On a frôlé le dérapage incontrôlé mercredi matin à la Sabena. Furieux de voir leurs propositions rejetées par la direction de la Sabena, quelque 140 pilotes de la Sabena ont initié une grève sauvage à l'aéroport de Bruxelles-National. Sabena a dû annuler 55 vols européens sur 80. En fin de matinée, les pilotes suspendaient toutefois leur action. Geert Vertongen, le représentant de la BeCa (l'association belge des pilotes) a déclaré avoir reçu une proposition «défendable» de la part de la direction.

Quatre des revendications des pilotes auraient en effet été satisfaites. Le nombre d'avions serait ainsi maintenu à leur niveau actuel; un membre du personnel Sabena siégerait au futur comité de contrôle de l'AMP (société regroupant les activités commerciales de Swissair et Sabena); le lien contractuel avec Swissair serait maintenu, et les pilotes recevraient des actions en échange des «efforts d'économie» qu'ils doivent fournir. La possibilité de siéger aux CA de Sabena et de AMP leur aurait toutefois été refusée. En fin de soirée, pilotes et direction négociaient toujours. Et on ne s'attendait pas à de fumée blanche avant ce matin.

CONVENTIONS

Par ailleurs, mercredi, un accord sur le volet «emploi» concernant, cette fois, le personnel au sol et de cabine de la Sabena était en passe d'être signé. Il contient une série de mesures sociales destinées à éviter tout licenciement sec et à garantir un quota d'emplois. Ainsi, la réduction du volume d'emplois s'effectuerait via le recours à la prépension dès 52 ans qui devra quand même recevoir le feu vert de la ministre de l'Emploi et du travail , des départs volontaires ou encore des réductions du temps de travail.

Dans la soirée, les syndicats du personnel au sol et la direction ont entamé la discussion du second volet social du plan «Blue Sky», à savoir celui de la productivité et de la flexibilité. La tâche s'annonçait tout aussi ardue. «Il subsiste des points délicats, voire irréconciliables, car le personnel au sol affiche déjà un niveau de productivité très élevé»

Soulignait-on de sources syndicales. Du côté du personnel de cabine, les travaux étaient eux pratiquement terminés, le volet «productivité» quasi ficelé. Il prévoirait en autre, selon nos informations, le transfert vers Swissair d'un quota de personnel mais qui resterait sur le «payroll» belge.
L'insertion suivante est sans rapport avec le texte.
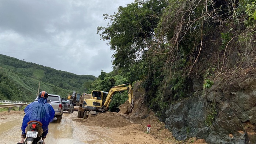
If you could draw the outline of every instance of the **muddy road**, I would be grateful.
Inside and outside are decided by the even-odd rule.
[[[146,126],[134,123],[117,113],[106,112],[86,119],[77,118],[77,114],[64,113],[60,123],[55,119],[51,123],[45,143],[178,143],[168,130],[152,125],[152,132],[147,134]],[[0,144],[19,141],[24,115],[22,111],[0,112]]]

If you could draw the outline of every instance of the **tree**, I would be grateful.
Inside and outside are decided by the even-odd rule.
[[[104,19],[110,20],[108,27],[97,27],[101,38],[110,40],[110,49],[114,51],[113,64],[124,73],[129,73],[134,80],[139,79],[135,74],[144,68],[134,69],[132,67],[135,64],[141,65],[140,63],[146,58],[143,55],[146,54],[154,37],[154,29],[162,10],[168,5],[167,1],[136,0],[127,7],[120,7],[114,15],[103,15]]]

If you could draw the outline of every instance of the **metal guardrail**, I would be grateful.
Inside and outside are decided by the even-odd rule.
[[[29,104],[31,103],[31,102],[26,102],[26,101],[16,101],[14,100],[0,100],[0,103],[25,103],[26,104]]]
[[[22,106],[27,106],[29,104],[25,103],[21,104],[0,104],[0,108],[7,108],[8,107],[19,107]]]
[[[29,104],[27,103],[12,103],[11,104],[0,104],[0,108],[9,108],[8,110],[8,112],[11,111],[11,110],[12,107],[19,107],[19,111],[20,111],[21,109],[21,107],[23,106],[27,106]]]

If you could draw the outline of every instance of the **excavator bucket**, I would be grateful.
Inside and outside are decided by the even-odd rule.
[[[122,113],[125,114],[128,114],[131,111],[133,108],[132,104],[127,103],[121,105],[119,106],[119,110]]]

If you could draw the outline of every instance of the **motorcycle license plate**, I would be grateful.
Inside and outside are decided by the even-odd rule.
[[[38,133],[38,132],[28,131],[26,137],[36,138],[37,136],[37,133]]]

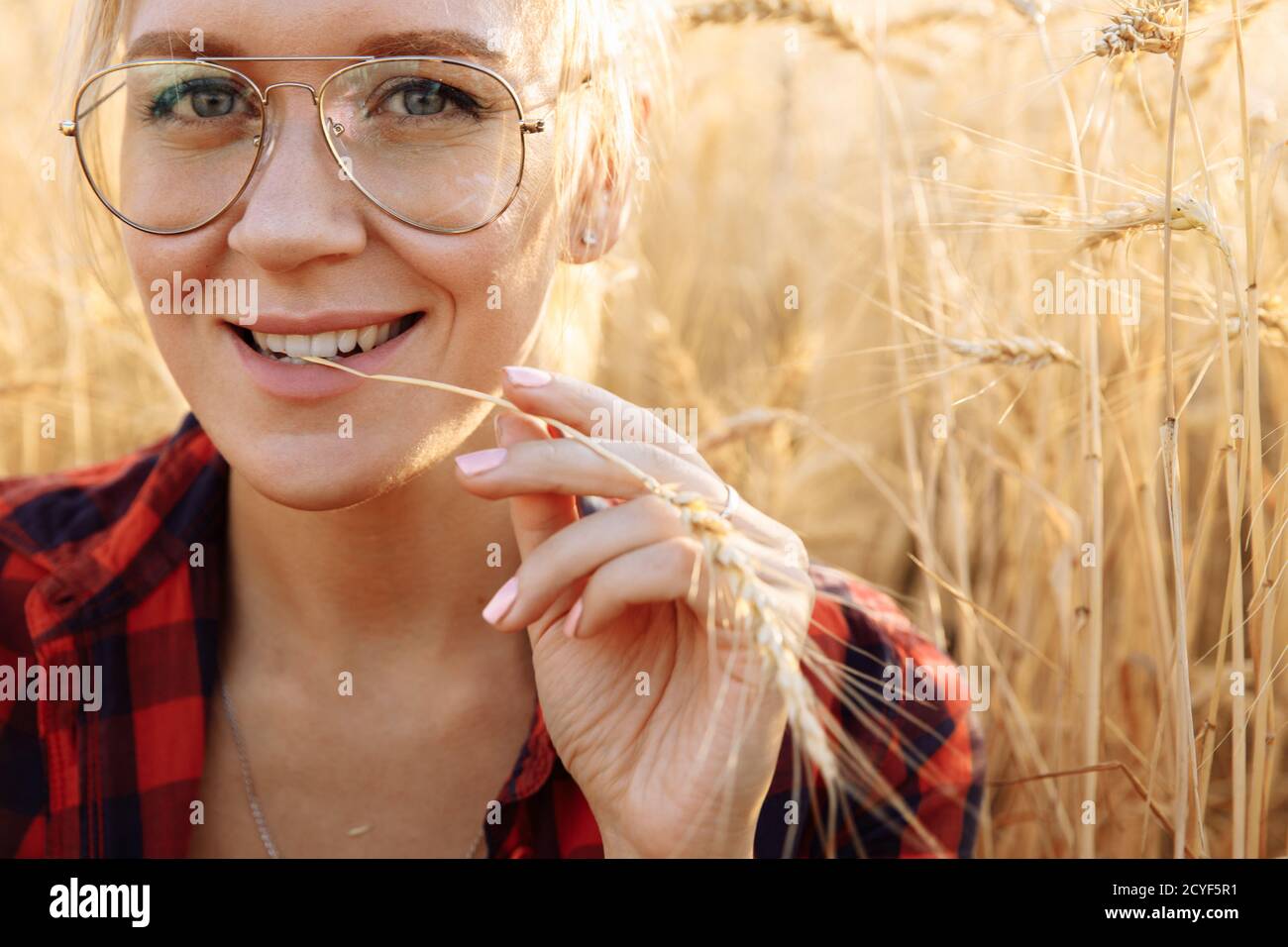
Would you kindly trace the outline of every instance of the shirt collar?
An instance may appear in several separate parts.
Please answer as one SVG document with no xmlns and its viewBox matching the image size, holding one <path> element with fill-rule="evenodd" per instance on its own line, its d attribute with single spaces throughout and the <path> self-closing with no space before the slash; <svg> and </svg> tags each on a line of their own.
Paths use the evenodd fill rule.
<svg viewBox="0 0 1288 947">
<path fill-rule="evenodd" d="M 45 664 L 93 662 L 90 656 L 98 648 L 128 648 L 131 626 L 140 624 L 139 613 L 149 612 L 149 621 L 155 620 L 152 612 L 158 606 L 149 597 L 170 595 L 179 581 L 189 590 L 191 609 L 157 629 L 171 639 L 166 647 L 158 648 L 155 640 L 149 647 L 152 653 L 167 655 L 174 666 L 192 667 L 194 661 L 201 669 L 200 694 L 194 694 L 201 701 L 201 713 L 193 720 L 204 720 L 216 682 L 214 656 L 227 581 L 222 549 L 227 541 L 228 464 L 189 414 L 170 438 L 116 468 L 107 475 L 98 470 L 99 479 L 93 478 L 94 469 L 72 474 L 84 478 L 76 484 L 84 488 L 71 493 L 76 509 L 59 509 L 58 518 L 103 522 L 102 528 L 85 531 L 80 539 L 43 546 L 26 531 L 0 519 L 4 539 L 49 572 L 27 599 L 27 621 L 37 656 Z M 578 497 L 578 506 L 583 514 L 598 509 L 591 497 Z M 200 568 L 198 555 L 204 557 Z M 175 576 L 180 569 L 187 573 L 185 582 Z M 133 662 L 122 664 L 130 667 L 129 676 L 166 673 L 151 664 L 138 671 Z M 143 692 L 140 684 L 125 682 L 131 692 Z M 58 725 L 81 731 L 82 736 L 95 732 L 84 729 L 89 727 L 85 714 L 75 716 L 75 720 L 61 719 Z M 120 728 L 97 732 L 97 738 L 81 742 L 94 745 L 91 758 L 84 758 L 94 763 L 82 759 L 82 765 L 98 768 L 117 756 L 130 758 L 129 746 L 109 745 L 113 738 L 109 734 L 120 734 Z M 204 732 L 184 737 L 197 747 L 204 747 Z M 554 743 L 536 702 L 528 738 L 498 801 L 513 804 L 536 794 L 550 778 L 555 761 Z M 183 821 L 187 822 L 185 816 Z"/>
</svg>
Précisons que la conclusion d'un accord sur le volet «productivité» est indispensable pour la signature définitive du volet «emploi». Les deux «documents» devront après être coulés en une ou deux conventions collectives.

Les actionnaires n'en demanderont probablement pas autant. Reste que l'engagement des organisations syndicales et des pilotes devra être considéré comme assez «fort» pour qu'ils se prononcent en faveur de la continuité de l'entreprise. C'est aujourd'hui, jeudi, à la faveur d'une assemblée générale des actionnaires, que la SAirGroup et l'Etat belge doivent faire part de leur décision définitive sur la continuité ou la dissolution de la Sabena.